Working with Scribe helped Mark be seen as a trusted authority in financial planning
Mark quickly felt a huge sense of accomplishment finishing the outline and, as silly as it felt, finalizing the chapter names and their order.
“It was such a relief to have someone help me organize it in a way that felt logical. Once we got through that part, I felt a lot better about myself and going forward with the book.”
But even though the outline helped his confidence, he still had concerns about the process.
He was afraid he’d miss key pieces of information in his discussions with the editor. He didn’t want to publish inaccurate information. He worried that he’d replicate books already in existence. And his biggest fear was that his book wouldn’t actually help anyone.
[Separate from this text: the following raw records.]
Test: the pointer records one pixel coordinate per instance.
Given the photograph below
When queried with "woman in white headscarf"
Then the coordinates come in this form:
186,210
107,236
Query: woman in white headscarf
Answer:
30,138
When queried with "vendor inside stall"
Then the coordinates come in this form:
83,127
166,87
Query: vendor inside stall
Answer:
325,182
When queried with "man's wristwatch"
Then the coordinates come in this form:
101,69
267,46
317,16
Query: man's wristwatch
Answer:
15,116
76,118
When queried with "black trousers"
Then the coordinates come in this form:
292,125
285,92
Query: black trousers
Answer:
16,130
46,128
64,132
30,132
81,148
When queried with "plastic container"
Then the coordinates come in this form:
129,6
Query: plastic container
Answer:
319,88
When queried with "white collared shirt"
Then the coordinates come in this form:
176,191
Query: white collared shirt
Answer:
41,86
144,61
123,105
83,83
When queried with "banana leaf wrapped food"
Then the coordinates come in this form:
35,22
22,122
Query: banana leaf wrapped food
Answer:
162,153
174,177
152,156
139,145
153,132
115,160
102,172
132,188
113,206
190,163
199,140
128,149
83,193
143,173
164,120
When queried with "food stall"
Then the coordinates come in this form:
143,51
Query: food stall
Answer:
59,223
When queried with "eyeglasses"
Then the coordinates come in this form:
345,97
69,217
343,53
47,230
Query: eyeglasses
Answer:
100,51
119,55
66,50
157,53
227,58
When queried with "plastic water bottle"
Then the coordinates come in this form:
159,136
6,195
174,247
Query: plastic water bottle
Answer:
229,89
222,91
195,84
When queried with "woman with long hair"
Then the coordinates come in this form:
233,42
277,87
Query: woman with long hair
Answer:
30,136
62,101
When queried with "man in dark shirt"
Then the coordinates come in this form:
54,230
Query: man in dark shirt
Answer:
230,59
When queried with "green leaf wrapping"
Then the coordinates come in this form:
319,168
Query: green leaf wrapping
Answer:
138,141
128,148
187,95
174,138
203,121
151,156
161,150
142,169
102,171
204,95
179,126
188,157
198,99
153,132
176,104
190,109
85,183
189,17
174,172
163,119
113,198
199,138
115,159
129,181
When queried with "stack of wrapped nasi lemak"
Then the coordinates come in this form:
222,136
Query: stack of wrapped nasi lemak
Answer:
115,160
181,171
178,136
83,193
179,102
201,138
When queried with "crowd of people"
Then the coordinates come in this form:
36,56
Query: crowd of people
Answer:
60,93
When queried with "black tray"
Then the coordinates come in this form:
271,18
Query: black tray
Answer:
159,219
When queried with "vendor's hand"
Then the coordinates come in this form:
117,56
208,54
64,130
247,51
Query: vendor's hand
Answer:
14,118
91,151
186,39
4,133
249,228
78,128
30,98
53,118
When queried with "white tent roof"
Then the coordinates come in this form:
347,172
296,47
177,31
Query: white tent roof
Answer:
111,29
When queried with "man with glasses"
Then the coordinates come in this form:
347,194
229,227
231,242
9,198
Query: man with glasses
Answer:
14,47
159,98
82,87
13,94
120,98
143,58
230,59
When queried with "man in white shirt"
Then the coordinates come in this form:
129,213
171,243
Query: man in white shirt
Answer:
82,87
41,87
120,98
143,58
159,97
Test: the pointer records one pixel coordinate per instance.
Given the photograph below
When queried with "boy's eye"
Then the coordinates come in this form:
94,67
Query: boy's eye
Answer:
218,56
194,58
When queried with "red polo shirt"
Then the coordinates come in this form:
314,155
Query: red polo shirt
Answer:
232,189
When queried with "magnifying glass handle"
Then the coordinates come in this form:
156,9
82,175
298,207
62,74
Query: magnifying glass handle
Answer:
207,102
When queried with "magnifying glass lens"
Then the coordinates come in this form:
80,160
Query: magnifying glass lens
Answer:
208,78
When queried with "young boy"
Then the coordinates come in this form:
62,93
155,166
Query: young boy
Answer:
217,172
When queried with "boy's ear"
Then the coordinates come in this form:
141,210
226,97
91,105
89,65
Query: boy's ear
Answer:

“Honestly, I was very worried that my book was going to be good enough. I didn’t think I could speak a book that was cogent and useful. But I trusted the team, and the process was so straightforward that I absolutely enjoyed it.”
After the book was published, Mark’s credibility skyrocketed and he doubled his assets under management
Not only was Mark’s book easy and enjoyable for him, but it also turned out to be a professional success.
Before he wrote his book, Mark did no speaking. Now he’s averaging one speaking engagement a month, with nothing but word-of-mouth referrals.
In particular, he derives satisfaction from speaking to groups in his community and getting them excited about personal finance.
“You speak, you talk about the book, you sell a few copies, and they refer you to more people. It’s a referral chain, and it’s been very gratifying. I don’t think it would have happened without the book.”
This referral chain has led to Mark doubling his assets managed since the release of his book, Rules to Riches: Eight Simple Strategies That Will Catapult You to Financial Security.
But perhaps the most gratifying success is how much the book impacts people. He’s been stunned by the response from people who’ve read the book, especially in his hometown. One friend, a retired Air Force pilot, told Mark he was surprised by how simple Mark had made seemingly complicated concepts in the book.
The book also earned Mark a benefit that he hadn’t expected: prestige in his hometown.
Mark’s hometown in rural Indiana is home to fewer than 15,000 people. It’s where he grew up and where he still lives with his wife and two sons.
“I’m surprised at the gratification people feel by virtue of knowing me. They point me out on the street and say, ‘There’s the guy who wrote that book. You have to read it.’ I’m not any different from other people. I just put down on paper what I’ve been saying for a long time.”